The arc that led into this week’s issue of Ultimate Comics Spider-Man was one of a pair of Chameleon characters taking over Spider-Man’s identity and effectively destroying it both from a superhero reputation side of things as well as from a personal standpoint. The primary Chameleon turned Spidey into a bank robbing super villain, he managed to destroy the relationships Peter had built with Gwen and Mary Jane, and he quickly drew the ire of SHIELD, an organization that had already been frustrated by the antics of our favorite superheroic teenager.

When you’re a teenager, that pretty much means your life is in shambles, and that is how much of this issue plays out. Peter coping with what had happened, and then working to rebuild the burnt bridges within his life.

With this issue, a new artist who will be regularly featured in this book (alternating arcs with David LaFuente) took the reins, as Sara Pichelli started the story out with one of the better visual story mechanics I’ve seen in recent memory. The first 10 pages or so told 5 different scenes using a fixed camera angle that typically featured a single character in a static position while other characters moved around them. Because of the way some characters (namely Peter, Mary Jane and Gwen) were so devastated by what transpired in the previous arc, this allowed for highly emotive storytelling that showed an intense level of care for the featured subject. Whether this was an idea from Brian Michael Bendis or from Pichelli is uncertain, but either way, the execution was perfect and allowed for some truly inspired visual storytelling.

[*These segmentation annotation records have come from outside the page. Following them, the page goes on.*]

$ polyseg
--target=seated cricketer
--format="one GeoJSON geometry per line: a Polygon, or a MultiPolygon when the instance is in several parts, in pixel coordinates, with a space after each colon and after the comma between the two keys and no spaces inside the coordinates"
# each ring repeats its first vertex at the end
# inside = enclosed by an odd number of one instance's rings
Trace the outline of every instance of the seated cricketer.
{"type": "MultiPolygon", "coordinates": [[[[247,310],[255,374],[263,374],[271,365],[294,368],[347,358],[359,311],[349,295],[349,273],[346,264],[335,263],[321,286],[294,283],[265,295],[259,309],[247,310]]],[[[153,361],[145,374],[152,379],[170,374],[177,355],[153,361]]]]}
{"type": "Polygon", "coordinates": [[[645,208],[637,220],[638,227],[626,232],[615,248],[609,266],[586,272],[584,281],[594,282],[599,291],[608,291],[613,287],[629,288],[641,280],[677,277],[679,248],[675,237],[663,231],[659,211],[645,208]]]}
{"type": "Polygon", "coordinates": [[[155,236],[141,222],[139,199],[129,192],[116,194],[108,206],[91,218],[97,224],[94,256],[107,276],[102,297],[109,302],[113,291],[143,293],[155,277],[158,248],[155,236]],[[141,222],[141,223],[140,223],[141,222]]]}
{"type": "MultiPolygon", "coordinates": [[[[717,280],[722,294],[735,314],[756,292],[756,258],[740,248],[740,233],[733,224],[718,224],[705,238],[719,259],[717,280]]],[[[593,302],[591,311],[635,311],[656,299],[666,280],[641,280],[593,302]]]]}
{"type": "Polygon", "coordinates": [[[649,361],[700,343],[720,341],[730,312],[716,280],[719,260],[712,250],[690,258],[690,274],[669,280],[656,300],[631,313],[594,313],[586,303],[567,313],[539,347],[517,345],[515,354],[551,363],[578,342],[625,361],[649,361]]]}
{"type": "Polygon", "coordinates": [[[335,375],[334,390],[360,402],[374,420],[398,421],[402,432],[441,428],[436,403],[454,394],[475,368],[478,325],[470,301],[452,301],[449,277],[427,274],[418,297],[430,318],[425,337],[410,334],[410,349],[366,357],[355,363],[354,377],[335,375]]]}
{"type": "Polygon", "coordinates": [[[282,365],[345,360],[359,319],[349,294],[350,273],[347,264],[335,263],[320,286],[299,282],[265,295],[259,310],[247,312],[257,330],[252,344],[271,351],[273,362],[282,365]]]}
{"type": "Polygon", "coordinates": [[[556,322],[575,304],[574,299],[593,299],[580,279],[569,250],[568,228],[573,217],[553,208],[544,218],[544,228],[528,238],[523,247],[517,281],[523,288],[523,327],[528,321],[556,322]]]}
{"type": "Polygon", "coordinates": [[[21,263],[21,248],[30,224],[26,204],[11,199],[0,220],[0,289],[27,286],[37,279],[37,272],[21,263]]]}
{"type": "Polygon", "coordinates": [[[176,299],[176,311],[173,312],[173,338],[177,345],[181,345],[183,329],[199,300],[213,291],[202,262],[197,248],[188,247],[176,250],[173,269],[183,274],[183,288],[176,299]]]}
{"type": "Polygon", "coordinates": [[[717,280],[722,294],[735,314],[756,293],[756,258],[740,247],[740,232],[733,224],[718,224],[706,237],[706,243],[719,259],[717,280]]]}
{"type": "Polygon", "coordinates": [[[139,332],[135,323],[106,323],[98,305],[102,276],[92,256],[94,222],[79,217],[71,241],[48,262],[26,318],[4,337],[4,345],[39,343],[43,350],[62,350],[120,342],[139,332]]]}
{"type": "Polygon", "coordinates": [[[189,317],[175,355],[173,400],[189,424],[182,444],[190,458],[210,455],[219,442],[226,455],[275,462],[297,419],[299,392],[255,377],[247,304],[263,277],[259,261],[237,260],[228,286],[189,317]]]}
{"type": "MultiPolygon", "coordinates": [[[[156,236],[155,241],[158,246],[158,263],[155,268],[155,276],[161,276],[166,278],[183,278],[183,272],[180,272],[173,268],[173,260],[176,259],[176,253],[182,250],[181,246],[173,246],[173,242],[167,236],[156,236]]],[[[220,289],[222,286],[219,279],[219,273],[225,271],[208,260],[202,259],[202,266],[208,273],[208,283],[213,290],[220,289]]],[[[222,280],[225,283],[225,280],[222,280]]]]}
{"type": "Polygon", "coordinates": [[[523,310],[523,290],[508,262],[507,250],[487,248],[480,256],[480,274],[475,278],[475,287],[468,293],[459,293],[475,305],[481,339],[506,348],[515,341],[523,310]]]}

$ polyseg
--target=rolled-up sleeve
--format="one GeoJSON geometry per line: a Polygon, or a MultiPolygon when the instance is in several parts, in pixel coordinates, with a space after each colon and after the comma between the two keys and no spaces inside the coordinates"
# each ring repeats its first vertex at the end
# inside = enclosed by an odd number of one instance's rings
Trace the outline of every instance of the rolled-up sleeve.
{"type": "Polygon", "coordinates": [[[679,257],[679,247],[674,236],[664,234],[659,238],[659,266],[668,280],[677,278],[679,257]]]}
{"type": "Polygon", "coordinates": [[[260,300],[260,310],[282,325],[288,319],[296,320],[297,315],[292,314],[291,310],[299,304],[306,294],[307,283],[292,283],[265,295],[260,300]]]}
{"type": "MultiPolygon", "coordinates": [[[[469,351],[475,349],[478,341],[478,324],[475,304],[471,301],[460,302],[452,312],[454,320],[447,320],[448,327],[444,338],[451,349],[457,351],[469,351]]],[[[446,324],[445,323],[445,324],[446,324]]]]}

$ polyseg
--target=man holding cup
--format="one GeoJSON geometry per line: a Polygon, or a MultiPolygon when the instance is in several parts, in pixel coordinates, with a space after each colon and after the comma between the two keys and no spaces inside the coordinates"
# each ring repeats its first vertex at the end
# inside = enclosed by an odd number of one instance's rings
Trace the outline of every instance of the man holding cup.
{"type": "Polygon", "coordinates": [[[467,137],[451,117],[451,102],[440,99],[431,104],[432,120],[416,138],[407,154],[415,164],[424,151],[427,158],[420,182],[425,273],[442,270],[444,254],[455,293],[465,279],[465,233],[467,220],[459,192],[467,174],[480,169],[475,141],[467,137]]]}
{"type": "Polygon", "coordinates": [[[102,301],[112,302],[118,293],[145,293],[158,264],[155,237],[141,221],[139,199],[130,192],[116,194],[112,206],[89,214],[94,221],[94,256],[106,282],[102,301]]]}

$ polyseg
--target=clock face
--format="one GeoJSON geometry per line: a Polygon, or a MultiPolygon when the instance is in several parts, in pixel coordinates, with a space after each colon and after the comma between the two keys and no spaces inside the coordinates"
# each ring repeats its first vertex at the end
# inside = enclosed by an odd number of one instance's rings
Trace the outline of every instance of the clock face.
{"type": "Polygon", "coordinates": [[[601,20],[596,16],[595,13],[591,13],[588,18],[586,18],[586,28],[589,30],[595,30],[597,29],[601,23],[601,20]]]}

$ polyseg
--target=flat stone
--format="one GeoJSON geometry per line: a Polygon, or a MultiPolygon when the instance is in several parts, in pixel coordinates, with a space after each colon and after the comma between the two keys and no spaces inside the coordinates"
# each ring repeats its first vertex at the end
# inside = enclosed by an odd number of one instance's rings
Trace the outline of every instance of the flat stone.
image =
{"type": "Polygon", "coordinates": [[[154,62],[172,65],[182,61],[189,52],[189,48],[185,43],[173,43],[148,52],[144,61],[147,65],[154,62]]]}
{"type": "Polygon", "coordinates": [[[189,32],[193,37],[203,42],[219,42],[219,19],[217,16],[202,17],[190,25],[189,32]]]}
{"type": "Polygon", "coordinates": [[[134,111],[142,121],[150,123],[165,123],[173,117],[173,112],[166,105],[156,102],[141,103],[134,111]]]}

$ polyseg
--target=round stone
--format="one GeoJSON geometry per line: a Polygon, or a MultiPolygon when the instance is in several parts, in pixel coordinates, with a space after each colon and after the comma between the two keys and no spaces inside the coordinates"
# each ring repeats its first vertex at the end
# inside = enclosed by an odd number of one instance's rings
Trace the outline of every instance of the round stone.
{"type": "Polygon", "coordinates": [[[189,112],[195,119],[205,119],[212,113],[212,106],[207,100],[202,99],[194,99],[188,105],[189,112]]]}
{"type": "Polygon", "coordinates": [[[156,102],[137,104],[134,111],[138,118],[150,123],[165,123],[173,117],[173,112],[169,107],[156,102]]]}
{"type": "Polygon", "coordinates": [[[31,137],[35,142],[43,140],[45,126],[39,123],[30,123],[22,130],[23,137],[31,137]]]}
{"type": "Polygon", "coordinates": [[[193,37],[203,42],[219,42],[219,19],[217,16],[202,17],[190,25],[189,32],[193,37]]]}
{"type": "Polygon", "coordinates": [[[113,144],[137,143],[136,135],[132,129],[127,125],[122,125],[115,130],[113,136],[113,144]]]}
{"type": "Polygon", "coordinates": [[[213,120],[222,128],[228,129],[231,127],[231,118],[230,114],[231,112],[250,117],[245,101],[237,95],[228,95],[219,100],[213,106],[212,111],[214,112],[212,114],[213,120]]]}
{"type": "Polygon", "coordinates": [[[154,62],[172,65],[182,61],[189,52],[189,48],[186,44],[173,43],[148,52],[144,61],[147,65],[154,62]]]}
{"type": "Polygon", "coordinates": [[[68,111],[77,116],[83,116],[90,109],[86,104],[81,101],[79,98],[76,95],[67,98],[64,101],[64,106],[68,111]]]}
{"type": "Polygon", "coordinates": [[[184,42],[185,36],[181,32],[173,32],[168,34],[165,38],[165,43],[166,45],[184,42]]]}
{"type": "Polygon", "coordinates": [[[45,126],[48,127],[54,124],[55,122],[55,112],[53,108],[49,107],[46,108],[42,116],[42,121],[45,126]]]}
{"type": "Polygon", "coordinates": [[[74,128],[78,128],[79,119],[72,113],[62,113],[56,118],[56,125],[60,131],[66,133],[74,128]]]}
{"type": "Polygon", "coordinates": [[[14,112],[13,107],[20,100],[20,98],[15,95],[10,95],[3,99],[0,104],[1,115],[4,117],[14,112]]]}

That the thing that altered this framed storytelling was the introduction of a new variable to the equation (a particularly mysterious new girl to Peter’s high school) made this an even more inspired decision, and it pushed the storytelling to an even higher level when Pichelli brought that storytelling back at the end for the last two pages.

With all of that said about his new collaborator, I can’t say it enough: Bendis just gets these characters. While my preference for Bendis has always been his grittier works, he understands Peter, Mary Jane, Gwen, Johnny, Bobby and the rest so well that this book could have nothing but conversations and I would find it worth $3.99 every single time. He has such a gift for character and dialogue that I’m enraptured by my reading experience thoroughly with every issue.

He also provided a seminal J. Jonah Jameson moment, and perhaps my favorite one ever for the character (any variety) ever. In the Chameleon arc, Jameson found out that Peter Parker and Spider-Man were one and the same. Given his vitriol for the hero in the 616 universe, Jameson would have burned him even though Peter and his friends saved his life. Yet when Bendis turned on a dime, shocking Robbie Robertson and Ben Urich by saying “God put me here. God saved my life. And God gave me the power to help Spider-Man. I know this now. I will fight the entire world for him” (and you can tell they are shocked by the face Pichelli gives Robbie), it is bolstered by one of the best bits of dialogue I’ve read this year in comics. It’s an impassioned message shared by a man who was once Spidey’s most consistently great antagonist, and a truly surprising one as well that is masterfully executed by Bendis.

Recently, when we put together our “Best Marvel Books” list, I put this at #2 on my list behind Peter David’s X-Factor. Now, after this issue, I feel as if I’d be fine with putting an asterisk next to both of them as Marvel’s premier books. This is a consistently great and wonderfully told story from both an artistic and written standpoint, and I can’t wait for the big blowout issue next month.